It’s hard to count the exact number of African Americans who were lynched by white mobs during the years following slavery. Numbers show most of these brutal, deadly acts occurred in the South, between the 1870s and the 1950s.Today, there are efforts across North Carolina to publicly mark where lynchings took place. There is no documentation showing a lynching in all 100 counties, but the reach of lynching across the state was widespread, according to Seth Kotch, assistant professor of digital humanities at UNC - Chapel Hill.
“On this map, if we grey out the map part, we can actually see the state of NC," said Kotch. "It is immediately recognizable.”
When I've spoken to students in high school, even to my students at Carolina, many of them don't know what a lynching is or was. - Seth Kotch
Kotch points to more than 180 dots on a map on his computer during a visit this spring. Each dot represents a documented lynching in the state.
“If we take a look at the map, we could see these took place all the way from Cherokee, here in the west, up to Bertie County in the northeast, down to places outside Wilmington, right here in the Piedmont," said Kotch.
In 2015, Kotch developed a web project called A Red Record, which reveals lynching sites in North and South Carolina. He said the project will hopefully start serious conversations about race.
“When I’ve spoken to students in high school, even to my students at Carolina, many of them don’t know what a lynching is or was," said Kotch.
Kotch is trying to change that. He and several of his students continue to contribute to the ongoing project. In almost all of the deadly lynching cases, African Americans and some Native Americans were victims of beatings, burnings and hangings by white mobs.
Here in this place an innocent man died a terrible death. Here in this place a neighborly people became a blood-thirsty mob. -Rev. Stuart Taylor
The name of this UNC project, A Red Record, honors the work of celebrated African-American journalist Ida B. Wells. Born into slavery, Wells’ investigative reporting across the South showed the terror of lynching blacks was "an excuse to get rid of Negroes who were acquiring wealth and property,” she wrote in a journal, according to the New York Times.
One documented lynching that received much press was the hanging death of Wyatt Outlaw in the town square in Graham, North Carolina.
Outlaw was murdered in February 1870. The former slave owned a woodworking shop and was Graham’s first African-American councilman and constable. In February of last year, the Rev. Stuart Taylor and representatives from several North Carolina Presbyterian churches sang and prayed outside the Graham courthouse.

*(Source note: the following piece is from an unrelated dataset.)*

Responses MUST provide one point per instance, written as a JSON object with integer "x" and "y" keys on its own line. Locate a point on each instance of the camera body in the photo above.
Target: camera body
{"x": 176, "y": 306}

“Here in this place an innocent man died a terrible death. Here in this place a neighborly people became a blood-thirsty mob. Here in this place your dream of brotherhood was violated," said Taylor. "Your law of love was transgressed. And here in this place today, we remember Wyatt Outlaw.”
Taylor says the consortium of churches want a marker placed in the town square to remember Outlaw and how he was killed.
It’s an idea that is connected to the Equal Justice Initiative, founded by Bryan Stevenson. Earlier this year, Stevenson opened the National Memorial for Peace and Justice in Montgomery, Alabama. It’s dedicated to the victims of American white supremacy, which includes more than 4,000 blacks who were lynched.
At the memorial, there are markers representing every county where a lynching took place. While he hasn't visited the memorial yet, Warren County NAACP President Cosmos George is impressed by those markers.
“And Warren County was one of those counties included in the monument and we do have a slab there,” said George.
George is working with other Warren County groups to request a duplicate of their slab, which bears the names of Alfred Williams and Plummer Bullock, both lynched in Warren County in January 1921.
George says the local NAACP will ask the county for permission to place the slab at the courthouse square, not far from where a massive Confederate statue stands. He says the lynching marker is not as large.
“I don’t think that it would be equal (in size) but it would be at least a start to having an honest conversation about our history, about slavery, about lynching.”
To date, there are no official markers or memorials to lynching in North Carolina.